Lehrer noted that the dirt would be put back as the ore is extracted.
“We all know this is not pit mining, but we want a proper closing,” he said. “We don’t want the site to look like a heavy-industry wasteland. Thousands of visitors walk for hours in the Timna Reserve hills just north.”
Benit and Lehrer voiced concerns over the economics involved in pushing ahead with the mining. The Ahmsa company is heralding the creation of some 400 new jobs for workers and engineers.
“Let’s be honest, there are not several hundred engineers sitting around Eilat and the kibbutzim waiting to be hired,” Benit said, “so people will come from elsewhere to fill the jobs. But the original figure was 700 jobs, and now I hear it is 400.”
Lehrer said that “when copper prices crash, if the mine suddenly closes, we want there to be a provision in the budget to re-landscape the hills after closing.”
Asa Fishel, a 20-year resident of Kibbutz Grofit, about nine miles north of the mines, said he trusts the regional council people on the environmental side.
“I know Dorit, and she will do what’s best for the region,” Fishel said.
But, he added, once the environmental issues have been addressed, another problem will remian.
“Housing is critical in the Arava Valley and even in Eilat,” said Fishel, the acting general secretary of his kibbutz. “The bottom line is that the kibbutzim have built next to nothing beyond limited housing for members for years.
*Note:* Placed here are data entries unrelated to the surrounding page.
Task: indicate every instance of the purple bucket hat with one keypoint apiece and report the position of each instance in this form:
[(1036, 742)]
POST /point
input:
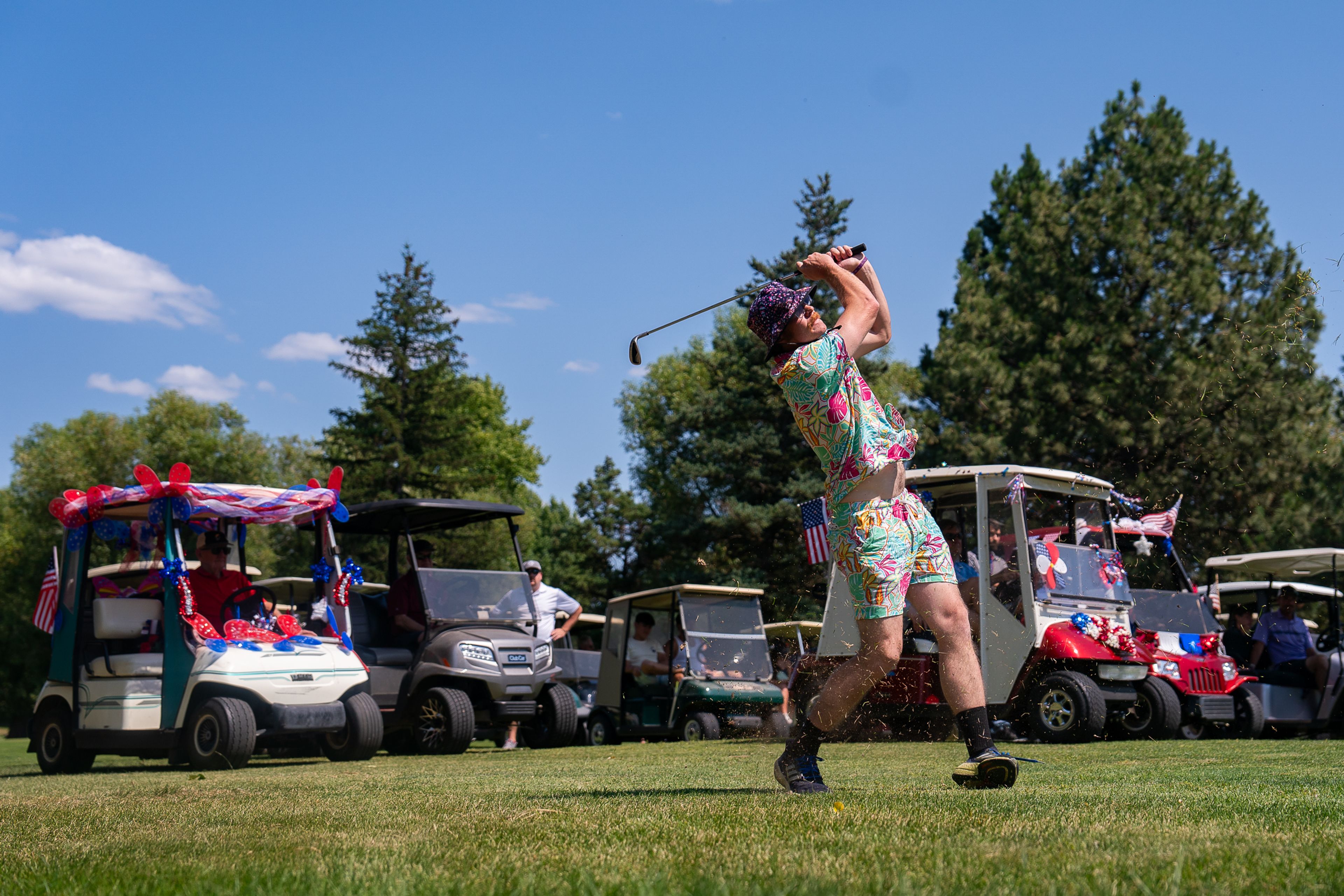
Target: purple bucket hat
[(773, 310)]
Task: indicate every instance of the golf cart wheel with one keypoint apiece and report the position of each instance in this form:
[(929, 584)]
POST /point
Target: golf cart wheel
[(1251, 715), (1068, 707), (701, 726), (54, 737), (444, 722), (557, 720), (221, 734), (1155, 715), (603, 731), (361, 737)]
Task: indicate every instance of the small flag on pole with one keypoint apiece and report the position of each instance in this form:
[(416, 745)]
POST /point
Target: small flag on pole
[(45, 614), (815, 530), (1164, 522)]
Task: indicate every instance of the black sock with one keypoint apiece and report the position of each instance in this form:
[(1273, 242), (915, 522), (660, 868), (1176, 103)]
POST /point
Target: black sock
[(975, 731), (807, 743)]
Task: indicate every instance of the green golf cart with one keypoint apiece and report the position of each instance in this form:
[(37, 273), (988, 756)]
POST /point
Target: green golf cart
[(685, 661)]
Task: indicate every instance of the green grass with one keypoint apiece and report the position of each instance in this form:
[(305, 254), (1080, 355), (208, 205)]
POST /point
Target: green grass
[(1211, 817)]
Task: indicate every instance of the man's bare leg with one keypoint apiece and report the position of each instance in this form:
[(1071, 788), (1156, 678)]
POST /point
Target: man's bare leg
[(880, 651), (959, 670)]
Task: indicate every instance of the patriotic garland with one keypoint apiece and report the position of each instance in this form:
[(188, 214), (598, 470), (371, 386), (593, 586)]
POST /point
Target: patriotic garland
[(1102, 630)]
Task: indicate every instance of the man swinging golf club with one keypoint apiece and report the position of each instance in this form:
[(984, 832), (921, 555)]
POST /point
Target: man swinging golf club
[(882, 538)]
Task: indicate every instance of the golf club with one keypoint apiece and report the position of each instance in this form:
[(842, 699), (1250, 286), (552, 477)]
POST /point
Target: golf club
[(635, 343)]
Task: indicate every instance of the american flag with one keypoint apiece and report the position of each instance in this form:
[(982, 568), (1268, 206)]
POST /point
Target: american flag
[(1164, 522), (815, 530), (45, 616)]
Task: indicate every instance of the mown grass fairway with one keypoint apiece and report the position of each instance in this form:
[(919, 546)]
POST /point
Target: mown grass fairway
[(1214, 817)]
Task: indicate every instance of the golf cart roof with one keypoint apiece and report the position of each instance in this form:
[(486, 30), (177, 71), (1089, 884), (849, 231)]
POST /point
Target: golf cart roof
[(1229, 589), (947, 475), (702, 590), (1306, 562), (154, 566), (421, 515), (784, 627)]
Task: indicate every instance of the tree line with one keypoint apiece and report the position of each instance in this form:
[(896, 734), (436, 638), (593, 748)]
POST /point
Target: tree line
[(1129, 316)]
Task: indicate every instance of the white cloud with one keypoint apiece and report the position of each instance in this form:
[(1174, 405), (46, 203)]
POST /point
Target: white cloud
[(201, 383), (104, 382), (306, 347), (478, 313), (523, 301), (92, 278)]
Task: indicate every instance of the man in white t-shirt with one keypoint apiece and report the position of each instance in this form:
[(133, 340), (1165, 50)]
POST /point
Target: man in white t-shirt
[(547, 601)]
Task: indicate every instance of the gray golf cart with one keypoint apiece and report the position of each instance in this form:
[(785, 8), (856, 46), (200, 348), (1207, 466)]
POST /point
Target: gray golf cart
[(479, 665), (728, 667), (1294, 703)]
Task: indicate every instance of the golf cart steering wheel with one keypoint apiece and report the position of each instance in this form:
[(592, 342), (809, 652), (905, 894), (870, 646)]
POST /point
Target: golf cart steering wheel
[(234, 604)]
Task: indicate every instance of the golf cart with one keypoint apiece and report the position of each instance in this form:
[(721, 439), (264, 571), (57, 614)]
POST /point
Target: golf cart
[(1294, 703), (1051, 617), (726, 682), (479, 665), (138, 672), (580, 659)]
People come to me as secretary with housing requests, so I can tell you for sure that there are no available apartments here or on the other kibbutzim in the area during holidays and all summer.”
Fishel added that apartments are available in Eilat, but not 400 of them – not even 100.
“There are hotels, lots of them in Eilat, but at certain times they are full of French tourists and other Europeans,” he said.
“It’s funny, I know we have missed the boat on building housing down here for both visitors and residents, and this situation drives the point home. We simply have not made the necessary investment down here, and once mining engineers are knocking on the doors looking for housing, it may be too late.”